Y así, el gran alfa temido se convertía en un alma en pena buscando leche sin lactosa por media ciudad.
En casa, Leon lo esperaba en pijama, rulos en el cabello y un bebé dormido en brazos. Lo recibía con una mirada de “¿ya viste qué hora es?” y Alejandro se encogía de hombros como cachorro regañado.
—Te dije marca específica, ¿no? —Leon soltaba, sin siquiera alzar la voz.
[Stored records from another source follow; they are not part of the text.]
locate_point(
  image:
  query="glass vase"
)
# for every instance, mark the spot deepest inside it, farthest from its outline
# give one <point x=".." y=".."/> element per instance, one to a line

—Lo siento, amor… mañana voy otra vez. Hoy duermes y yo cuido a los bebés, ¿sí?
—Eso ya es lo mínimo, Alejandro.
Y Alejandro asentía, con esa sonrisita de hombre enamorado que no necesitaba dignidad cuando tenía amor.
Porque sí, fue un lobo, pero ahora era el lobo de su casa, de su omega, de sus hijos. Uno que prefería los besos de Leon al aullido de la libertad. Y si eso era ser domesticado… que le pusieran correa, porque no pensaba irse a ningún lado.